I was watching a Youtube video from Mary Poppendiek which was recorded at Google TechTalks 2008 about The role of leadership in software development. Yes, pretty old video but very interesting. There was a heap of information and ideas flowing through my mind. Suddenly a quote from Workspace Management book written by Taiichi Ohno known as Father of Toyta Production System caught my eyes and here it is:

When creating Standard Work, it will be difficult to establish a standard if you are trying to achieve “the best way.” This is a big mistake. Document exactly what you are doing now. If you make it better than now, it is kaizen. If not, and you establish the best possible way, the motivation for kaizen will be gone.

That is why one way of motivating people to do kaizen is to create a poor standard. But don’t make it too bad. Without some standard, you can’t say “We made it better” because there is nothing to compare it to, so you must create a standard for comparison. Take that standard, and if the work is not easy to perform, give many suggestions and do kaizen.

At first glance it sounds strange, I personally tend to make everything perfect. So dragging stories long and doing things over and over again to make it perfect. Yes and then I don’t dare to change it anymore. So I usually say this joke to my colleagues:

If you put all your knowledge into your job and something goes wrong then you’re not able to fix it anymore.
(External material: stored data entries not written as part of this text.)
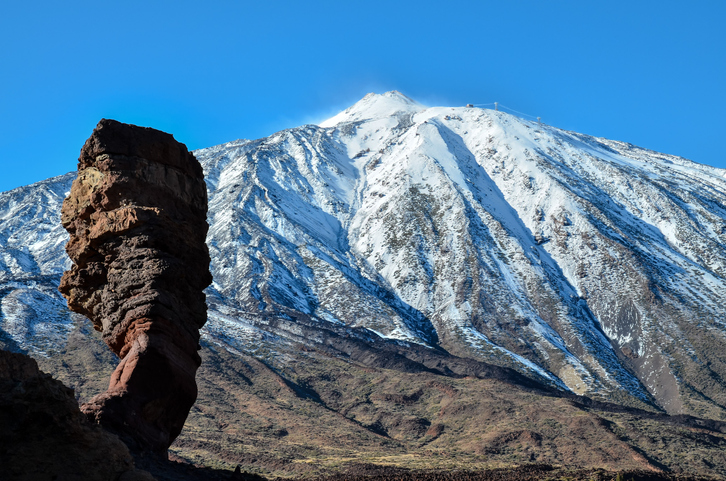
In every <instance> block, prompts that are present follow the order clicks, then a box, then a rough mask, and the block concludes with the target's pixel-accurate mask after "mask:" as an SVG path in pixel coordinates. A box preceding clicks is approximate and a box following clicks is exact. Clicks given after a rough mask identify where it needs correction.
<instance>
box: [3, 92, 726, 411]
mask: <svg viewBox="0 0 726 481" xmlns="http://www.w3.org/2000/svg"><path fill="white" fill-rule="evenodd" d="M195 154H196V155H197V156H198V158H199V159H200V161H201V162H202V164H203V166H204V168H205V174H206V181H207V186H208V189H209V196H210V216H209V220H210V226H211V227H210V233H209V236H208V239H207V242H208V244H209V247H210V251H211V252H212V257H213V263H212V271H213V274H214V278H215V281H214V284H213V286H212V288H210V289H209V291H208V292H209V298H210V307H211V310H210V322H209V323H208V325H207V328H206V334H205V335H206V336H207V337H208V338H209V339H212V340H214V341H215V342H216V341H218V340H219V339H220V338H221V337H223V336H226V337H227V338H230V339H231V340H230V343H231V344H230V348H233V349H237V348H244V346H248V347H249V346H250V345H251V344H253V343H254V342H255V341H253V340H254V339H257V340H260V339H265V338H266V336H268V337H269V336H272V337H270V339H272V338H275V337H276V338H277V341H276V342H285V338H286V336H288V337H289V335H285V333H284V332H282V335H280V333H269V332H267V331H265V327H264V326H265V324H264V321H259V320H260V319H263V320H264V319H265V318H268V317H269V316H273V317H274V316H286V315H287V316H291V315H292V316H293V318H294V315H304V316H308V317H310V318H311V319H316V322H319V323H321V324H320V325H321V326H328V327H331V328H335V329H343V330H345V329H348V328H356V329H357V328H363V329H365V330H366V331H367V332H369V333H371V335H373V336H376V337H379V338H381V339H383V340H385V339H389V340H391V342H402V343H404V344H405V343H414V344H421V345H423V346H430V347H434V348H438V349H443V350H445V351H447V352H449V353H451V354H454V355H457V356H460V357H472V358H474V359H477V360H480V361H484V362H490V363H494V364H498V365H502V366H508V367H512V368H514V369H515V370H518V371H520V372H521V373H523V374H525V375H527V376H530V377H533V378H534V379H537V380H538V381H539V382H544V383H546V384H549V385H551V386H556V387H557V388H559V389H566V390H570V391H573V392H575V393H577V394H586V395H589V396H594V397H595V398H599V399H603V400H609V401H617V402H624V403H626V404H629V405H633V406H638V407H647V406H650V407H651V408H653V407H657V408H658V409H665V410H666V411H668V412H671V413H681V412H682V413H688V414H695V415H702V416H705V417H713V418H718V419H723V418H724V415H725V413H726V411H725V410H724V406H726V396H724V395H723V394H722V392H723V389H722V387H723V381H722V379H723V376H725V375H726V365H724V361H723V359H722V356H720V355H718V354H717V353H715V352H714V349H715V346H717V345H718V343H719V342H721V340H722V337H723V322H722V321H720V320H719V315H720V314H722V309H721V308H720V306H722V305H724V304H723V302H722V301H723V300H724V299H723V295H722V294H720V293H721V292H724V291H723V290H722V288H723V287H726V286H724V275H725V274H726V249H724V242H725V241H726V232H725V229H726V228H725V227H724V226H725V225H726V223H725V222H724V219H726V208H724V205H725V204H726V200H725V199H726V194H724V193H725V192H726V181H724V175H726V171H723V169H715V168H712V167H708V166H700V165H699V164H695V163H692V162H690V161H687V160H686V159H681V158H678V157H674V156H669V155H666V154H659V153H655V152H652V151H648V150H645V149H640V148H637V147H634V146H632V145H630V144H626V143H622V142H617V141H610V140H606V139H600V138H595V137H590V136H586V135H583V134H577V133H574V132H566V131H562V130H560V129H556V128H554V127H550V126H547V125H543V124H539V123H536V122H528V121H524V120H522V119H518V118H516V117H514V116H511V115H509V114H505V113H503V112H496V111H490V110H484V109H477V108H467V107H453V108H452V107H431V108H429V107H425V106H423V105H420V104H417V103H415V102H414V101H412V100H411V99H408V98H407V97H405V96H403V95H402V94H400V93H398V92H390V93H386V94H381V95H376V94H369V95H367V96H366V97H364V98H363V99H362V100H361V101H359V102H358V103H356V104H355V105H353V106H352V107H350V108H349V109H347V110H345V111H343V112H341V113H340V114H338V115H336V116H334V117H332V118H331V119H328V120H327V121H325V122H322V123H321V124H320V125H317V126H316V125H305V126H302V127H298V128H294V129H288V130H284V131H281V132H278V133H276V134H273V135H271V136H269V137H266V138H264V139H257V140H238V141H233V142H230V143H226V144H222V145H220V146H215V147H210V148H208V149H200V150H198V151H196V152H195ZM55 179H56V180H52V179H51V180H48V181H43V182H41V183H38V184H34V185H35V186H37V187H35V188H33V189H30V188H20V189H15V190H13V191H9V192H7V193H3V194H2V197H1V198H0V210H2V212H3V216H2V217H1V218H0V220H1V221H2V227H0V242H2V249H3V260H2V262H3V264H2V265H1V266H0V267H2V269H0V279H2V284H3V285H2V289H3V291H2V292H3V293H5V292H8V294H3V300H2V302H3V304H2V306H3V317H2V319H1V320H0V322H2V325H1V326H0V327H2V329H3V331H4V332H5V335H6V337H9V338H12V339H13V340H15V342H16V343H17V342H18V341H17V339H20V340H22V339H25V338H28V340H27V341H23V342H24V344H23V342H20V343H18V344H17V345H18V346H19V347H22V346H25V347H22V348H25V349H30V350H32V349H35V347H33V342H35V343H36V344H39V343H38V341H33V339H37V338H40V337H42V334H41V335H34V334H32V332H35V331H33V329H29V328H25V327H23V326H24V323H23V322H22V319H21V318H22V317H23V316H25V317H28V316H27V315H26V314H22V312H28V309H30V310H32V309H33V305H34V303H36V304H37V301H34V300H28V301H23V299H25V298H28V299H35V298H36V297H38V296H46V295H47V296H49V297H48V298H46V297H42V299H44V300H45V301H46V302H48V303H51V305H55V304H52V302H51V301H52V299H53V294H52V293H51V291H52V284H53V282H55V280H54V279H55V276H57V275H59V274H60V273H61V272H62V271H63V270H64V269H65V267H66V264H67V261H65V256H64V254H63V253H62V250H61V247H62V244H63V236H62V235H60V234H59V232H60V230H59V229H56V228H55V227H53V219H52V210H53V206H54V205H56V204H58V205H59V199H60V201H62V192H61V191H63V192H65V191H66V188H67V187H66V184H67V183H68V184H69V182H70V180H71V178H70V177H69V176H68V175H67V176H61V177H58V178H55ZM23 189H25V190H23ZM25 192H28V193H31V197H30V199H32V200H23V201H21V198H23V195H25V194H24V193H25ZM21 194H22V195H21ZM33 196H34V197H33ZM21 204H23V206H22V209H25V210H22V209H21V210H18V207H19V206H20V205H21ZM33 209H36V210H33ZM39 219H40V220H39ZM28 221H32V222H28ZM56 225H57V223H56ZM33 236H36V237H33ZM38 236H40V237H38ZM41 237H42V239H41ZM21 244H24V246H23V245H21ZM24 249H25V250H24ZM33 263H35V264H33ZM33 266H36V267H33ZM38 276H41V277H42V276H47V277H43V278H42V279H41V277H38ZM34 277H38V279H40V280H39V281H38V282H39V284H38V285H40V284H42V285H44V286H45V287H44V288H43V289H44V290H39V289H36V288H33V287H28V286H23V285H20V284H18V282H20V281H22V282H27V281H30V280H31V278H34ZM700 279H703V280H700ZM23 296H25V297H23ZM33 296H35V297H33ZM38 310H39V311H40V310H41V309H40V308H38ZM18 312H20V313H21V314H22V315H21V314H18ZM58 312H60V314H59V317H58V318H59V319H63V322H61V323H56V325H61V324H63V323H65V324H64V325H67V326H70V325H71V324H70V323H71V317H70V316H69V315H68V316H66V315H64V314H63V313H62V312H61V311H58ZM64 316H65V317H64ZM31 317H32V316H31ZM36 317H40V316H36ZM25 324H28V323H25ZM30 324H32V325H36V324H37V325H39V326H40V325H42V324H43V323H42V322H40V321H39V323H35V324H33V323H30ZM293 324H294V322H293ZM26 327H27V326H26ZM326 328H327V327H326ZM291 329H292V328H291ZM293 330H294V329H293ZM21 331H22V332H21ZM41 331H42V329H41ZM23 332H24V333H25V334H23ZM63 332H65V331H63ZM229 333H232V334H229ZM23 336H25V338H24V337H23ZM58 336H60V337H59V339H62V337H63V336H62V332H61V333H60V334H58ZM215 336H216V337H215ZM235 336H237V337H238V338H235ZM51 337H52V336H51ZM16 338H17V339H16ZM59 342H61V344H62V341H59ZM225 342H226V341H225ZM52 343H53V342H52V341H49V345H52ZM40 344H42V343H40ZM40 344H39V345H40ZM232 345H236V346H237V348H234V347H231V346H232ZM704 346H705V349H704V348H703V347H704ZM273 350H274V349H273ZM43 352H45V351H43ZM686 378H688V380H687V381H684V379H686ZM692 379H695V381H692ZM684 403H685V405H684Z"/></svg>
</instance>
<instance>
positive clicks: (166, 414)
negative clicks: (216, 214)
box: [60, 119, 212, 453]
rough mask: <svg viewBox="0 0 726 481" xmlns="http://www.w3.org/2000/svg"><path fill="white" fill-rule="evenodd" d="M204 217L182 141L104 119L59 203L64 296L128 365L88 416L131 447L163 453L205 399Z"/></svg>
mask: <svg viewBox="0 0 726 481" xmlns="http://www.w3.org/2000/svg"><path fill="white" fill-rule="evenodd" d="M206 214H207V191H206V186H205V184H204V176H203V172H202V168H201V166H200V164H199V162H198V161H197V160H196V158H195V157H194V155H192V154H191V153H189V152H188V151H187V148H186V146H184V144H181V143H179V142H177V141H176V140H174V137H173V136H172V135H170V134H167V133H164V132H160V131H158V130H154V129H150V128H144V127H137V126H134V125H128V124H122V123H120V122H116V121H114V120H106V119H104V120H101V122H99V124H98V126H97V127H96V129H95V130H94V131H93V134H92V135H91V137H90V138H89V139H88V140H87V141H86V143H85V145H84V146H83V149H82V150H81V156H80V159H79V163H78V177H77V178H76V180H75V181H74V182H73V186H72V188H71V192H70V195H69V196H68V197H67V198H66V199H65V201H64V203H63V208H62V212H61V222H62V223H63V226H64V227H65V228H66V230H68V232H69V233H70V240H69V241H68V244H67V246H66V252H67V253H68V255H69V257H70V258H71V260H72V261H73V266H72V267H71V269H70V270H69V271H67V272H65V274H64V275H63V278H62V279H61V285H60V291H61V293H62V294H63V295H64V296H65V298H66V299H67V300H68V306H69V307H70V309H71V310H73V311H75V312H78V313H81V314H83V315H85V316H87V317H88V318H90V319H91V321H93V324H94V327H95V328H96V329H97V330H99V331H101V332H102V334H103V340H104V341H105V342H106V344H107V345H108V346H109V347H110V348H111V350H112V351H113V352H115V353H116V354H117V355H118V356H119V357H120V358H121V363H120V364H119V365H118V367H117V368H116V370H115V371H114V373H113V375H112V377H111V381H110V385H109V388H108V390H107V391H106V392H105V393H102V394H99V395H98V396H96V397H94V398H93V399H92V400H91V401H89V402H88V403H86V404H84V405H83V406H82V407H81V410H82V411H83V412H85V413H86V414H87V415H88V416H89V418H91V419H93V420H95V421H96V422H98V423H100V424H101V425H103V426H104V427H106V428H107V429H109V430H111V431H112V432H115V433H118V434H119V435H120V436H121V437H122V438H123V439H124V441H126V442H127V444H129V446H130V447H131V448H133V449H135V450H152V451H155V452H158V453H166V450H167V448H168V447H169V445H170V444H171V443H172V442H173V441H174V439H175V438H176V437H177V436H178V435H179V433H180V432H181V429H182V427H183V425H184V421H185V420H186V418H187V415H188V414H189V409H190V408H191V406H192V404H194V401H195V400H196V397H197V386H196V381H195V375H196V371H197V368H198V367H199V365H200V363H201V359H200V357H199V355H198V353H197V350H198V349H199V329H200V328H201V327H202V326H203V325H204V323H205V322H206V319H207V310H206V303H205V296H204V293H203V289H204V288H205V287H206V286H208V285H209V284H210V283H211V280H212V277H211V274H210V273H209V252H208V249H207V246H206V244H205V237H206V234H207V230H208V225H207V222H206Z"/></svg>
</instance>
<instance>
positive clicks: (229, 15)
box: [0, 0, 726, 191]
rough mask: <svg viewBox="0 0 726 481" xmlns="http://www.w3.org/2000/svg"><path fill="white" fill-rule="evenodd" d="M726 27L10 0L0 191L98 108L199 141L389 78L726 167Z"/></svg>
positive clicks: (593, 11) (499, 4)
mask: <svg viewBox="0 0 726 481" xmlns="http://www.w3.org/2000/svg"><path fill="white" fill-rule="evenodd" d="M724 25H726V2H725V1H722V0H713V1H691V2H686V1H678V2H676V1H668V0H661V1H632V0H631V1H612V0H611V1H600V2H591V1H582V0H577V1H556V0H537V1H525V0H512V1H502V0H500V1H451V0H449V1H447V2H442V1H435V2H434V1H423V0H418V1H400V2H396V1H392V0H390V1H365V2H353V1H342V0H337V1H330V2H328V1H307V2H303V1H288V2H283V1H275V0H266V1H260V0H257V1H254V2H246V1H215V0H208V1H185V0H177V1H154V0H145V1H135V0H125V1H99V0H96V1H88V2H78V1H72V0H71V1H65V2H57V1H53V2H51V1H33V0H25V1H24V2H16V1H13V2H11V1H6V2H3V4H2V6H0V73H1V75H0V92H1V93H0V147H1V150H0V162H1V169H0V191H4V190H8V189H11V188H14V187H17V186H20V185H25V184H29V183H31V182H35V181H38V180H42V179H45V178H48V177H51V176H54V175H59V174H63V173H66V172H69V171H71V170H75V168H76V160H77V158H78V153H79V151H80V148H81V146H82V145H83V142H84V141H85V139H86V138H87V137H88V136H89V135H90V134H91V131H92V130H93V127H94V126H95V124H96V123H97V122H98V120H99V119H101V118H103V117H106V118H114V119H117V120H120V121H122V122H130V123H135V124H139V125H145V126H150V127H155V128H158V129H161V130H165V131H168V132H171V133H173V134H174V136H175V137H176V138H177V140H179V141H181V142H184V143H186V144H187V146H188V147H189V148H191V149H196V148H202V147H208V146H211V145H215V144H219V143H223V142H227V141H230V140H234V139H238V138H258V137H263V136H266V135H269V134H271V133H273V132H276V131H278V130H281V129H283V128H288V127H295V126H298V125H302V124H304V123H313V122H316V121H320V120H322V119H323V118H325V117H327V116H331V115H332V114H334V113H336V112H337V111H338V110H342V109H343V108H345V107H347V106H349V105H351V104H353V103H354V102H356V101H357V100H359V99H360V98H361V97H363V96H364V95H365V94H366V93H368V92H371V91H375V92H384V91H387V90H393V89H396V90H400V91H401V92H403V93H404V94H406V95H408V96H410V97H412V98H414V99H416V100H418V101H419V102H421V103H424V104H428V105H462V104H465V103H488V102H493V101H499V102H501V103H502V104H504V105H507V106H509V107H511V108H514V109H517V110H520V111H522V112H526V113H530V114H532V115H536V116H541V117H542V119H543V121H545V122H547V123H549V124H552V125H555V126H557V127H561V128H565V129H570V130H576V131H578V132H583V133H587V134H592V135H597V136H602V137H608V138H612V139H617V140H624V141H627V142H631V143H633V144H636V145H640V146H643V147H647V148H650V149H654V150H658V151H662V152H667V153H671V154H676V155H682V156H684V157H687V158H690V159H692V160H695V161H697V162H701V163H705V164H709V165H714V166H718V167H726V151H725V150H724V134H725V133H726V27H724Z"/></svg>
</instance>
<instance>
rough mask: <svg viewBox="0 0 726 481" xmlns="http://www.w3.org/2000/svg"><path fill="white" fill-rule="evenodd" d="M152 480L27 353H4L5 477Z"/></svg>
mask: <svg viewBox="0 0 726 481" xmlns="http://www.w3.org/2000/svg"><path fill="white" fill-rule="evenodd" d="M119 476H124V478H123V479H134V480H153V478H152V477H151V475H149V474H148V473H145V472H143V471H139V470H136V469H135V468H134V462H133V459H132V457H131V454H130V453H129V450H128V448H127V447H126V446H125V445H124V444H123V443H122V442H121V441H120V440H119V439H118V438H117V437H116V436H114V435H112V434H109V433H107V432H105V431H104V430H102V429H101V428H99V427H98V426H94V425H91V424H90V423H89V422H88V421H87V420H86V418H85V416H83V414H81V412H80V411H79V410H78V404H77V403H76V400H75V398H74V397H73V390H72V389H69V388H67V387H66V386H64V385H63V384H62V383H61V382H60V381H56V380H55V379H53V378H51V377H50V376H49V375H48V374H44V373H42V372H41V371H39V370H38V364H37V363H36V362H35V360H33V359H31V358H30V357H28V356H26V355H24V354H18V353H12V352H7V351H2V350H0V479H3V480H17V481H24V480H28V481H31V480H38V479H65V480H78V481H81V480H84V481H86V480H99V481H105V480H109V479H119Z"/></svg>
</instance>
Yes, that’s actually true. But it even goes beyond that.

How often do you see those nice & slick designs that every detail is perfectly described and all solutions and requirements are just in a right place? Then you shake your head and appreciate that excellence? Or maybe you designed one yourself?

That’s perfect right? Then if it’s perfect why things still goes wrong along the way? Why we still end up with some legacy piece of software and as a result we replace it with another excellent yet to be legacy software?

So what I try to learn from those two paragraphs is very simple. You don’t need the very best solution indeed. You need the optimum solution. The one that’s just right fit to the current requirement, but you’re pretty sure there are a lot of ideas and suggestions to improve it. And that’s what I call Kaizen Enabler.

That perfect mindset is very destructive. If you think the solution you provided is just the best one then you don’t have any motivation to change it anymore and perhaps you’ll try to justify that in any possible way.